# Brrrrr, it's freezing!



## Qcumber

How do you say "brrr" in other languages? [Please don't forget to mention what language it is.  ]


----------



## Kangy

In Spanish we use the same 'word': *Brrr, ¡qué frío hace!*


----------



## Kraus

In *Italian* too we use "brr" (,che freddo!)


----------



## spakh

In Turkish we can say,

Brrr, dondum! or Bırrr, dondum!

No certain form, but it will be understood from the context.


----------



## Nanon

French: *Brrr *(for example: "brrr, ce qu'il fait froid !) - but also "*gla-gla-gla !*" (from "glace" = ice)


----------



## shannenms

وای مردم از سرما!!!!!!!!!!


----------



## Nizo

In Esperanto, _Brr, frostas!_


----------



## elroy

In Arabic:

أح ("aH")

For more intensity, one or more ح's can be added.

In colloquial Palestinian Arabic, a vowel can be added to increase intensity:

أحي ("aHi")
أحو ("aHu")

The added vowels can be lengthened for even more intensity.


----------



## Spectre scolaire

The Dano-Norwegian word expressing “brrr” is a hilarious huttetu. 

Danish: Huttetu! Det er saa koldt!, “Brrr, it’s so cold!”

Norwegian: Huttetu, så kaldt det er!
 ​


----------



## kareno999

Qcumber said:


> How do you say "brrr" in other languages? [Please don't forget to mention what language it is.  ]


Is it just a word or actually the sound you guys make when feeling cold?
In the latter case, we use an *inhaling *sound like s in Chinese.


----------



## Rolley

*Hungarian:* Brrrr, de hideg van!

It's an imitative word, so we say it.


----------



## black.x.white

kareno999 said:


> Is it just a word or actually the sound you guys make when feeling cold?
> In the latter case, we use an *inhaling *sound like s in Chinese.


I've heard people actually say "brrr" when they're cold.
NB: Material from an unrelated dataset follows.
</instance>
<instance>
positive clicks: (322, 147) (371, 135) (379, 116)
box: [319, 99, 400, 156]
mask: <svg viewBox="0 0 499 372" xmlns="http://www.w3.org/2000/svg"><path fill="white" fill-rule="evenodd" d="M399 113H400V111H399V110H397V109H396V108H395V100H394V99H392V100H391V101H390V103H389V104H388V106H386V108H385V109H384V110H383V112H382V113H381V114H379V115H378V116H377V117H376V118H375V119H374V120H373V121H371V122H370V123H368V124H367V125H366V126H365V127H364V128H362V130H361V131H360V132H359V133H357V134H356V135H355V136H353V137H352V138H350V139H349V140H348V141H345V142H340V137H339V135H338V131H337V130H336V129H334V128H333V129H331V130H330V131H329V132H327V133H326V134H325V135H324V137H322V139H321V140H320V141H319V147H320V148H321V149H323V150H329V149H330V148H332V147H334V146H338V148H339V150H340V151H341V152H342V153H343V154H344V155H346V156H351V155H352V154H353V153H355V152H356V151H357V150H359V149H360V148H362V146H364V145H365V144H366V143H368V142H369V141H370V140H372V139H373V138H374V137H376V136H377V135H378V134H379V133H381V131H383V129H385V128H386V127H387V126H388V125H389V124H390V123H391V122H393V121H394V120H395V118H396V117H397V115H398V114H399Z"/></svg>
I'm sure it's not reflexive, but they say it because they think that that's the sound they're supposed to be making xD

After seeing this thread, I asked my mother (who's Chinese) what the onomatopoeic sound for being cold was, and she said, "冷還要發聲音嗎? o___o;" ("You're supposed to make a sound when you're cold?"


----------



## Setwale_Charm

* Russian:* Бррр, как холодно!


----------



## OldAvatar

Romanian:

Brrrr, ce ger este!


----------



## 0stsee

In Indonesian:

*Brrr, dingin amat sih!!*

Funny that many languages have actually the same form.


----------



## Setwale_Charm

0stsee said:


> Funny that many languages have actually the same form.


This probably reflects the similar snapping of teeth by all frozen humans


----------



## Topsie

French (in Provence anyway!) Gla gla gla, ça caille!


----------



## deine

Lithuanian:

Brrr, šalta.


----------



## Hakro

*Finnish:*

HRRRRR, on kylmä!


----------



## macta123

In Hindi, Arey ! Hum thand ke marey jaam rahey (OR gaye) hai !
In Malayam, Ayo ! Tanup karum sharirum muzhuvanum kaTTi aayi !


----------



## ilocas2

Croatian:

br, brr, brrr, brrrr, brrrrr, brrrrrr...

it's used also for some different feelings than coldness


----------



## ThomasK

In Dutch "*Brrr*" will do, but you could add "Sjonge [Good heavens], het vriest (hard)!"


----------



## apmoy70

In Greek it's *«μπρρρ»* [brrrr] too, often accompanied with the exclamation *«ψοφόκρυο!»* [p͡soˈfokri.o] (neut.) --> _dead-cold!_

*«Μπρρρρ! Ψοφόκρυο!»* [brrr p͡soˈfokri.o]


----------



## bibax

In Czech, *brr* can also express disgust, repugnance.

Brr, to je zima! =  Brr, es ist kalt! (cold)
Brr, to je odporné! = Huch, es ist ekelhaft! (disgusting)

Slovak: *br, brr, bŕ* (ŕ = long trilled r)


----------



## Ghabi

All the *brrr* in this thread are supposed to be pronounced in the same way?


----------



## Gavril

Setwale_Charm said:


> This probably reflects the similar snapping of teeth by all frozen humans



It seems more likely to me that "BRRR" has been recently adopted into all of these languages. (Not always necessarily from English, though English probably has played some role in its diffusion.)

Besides the fact that the consonant "b" and syllabic "r" are far from universal sounds, "Brrr" doesn't seem like an especially good imitation of the sound of teeth chattering. (Though perhaps a person's mouth shivering in another way would sound like it.)


----------



## amikama

It's "brrrr" in Hebrew as well:
בררר! איזה קור!‏


----------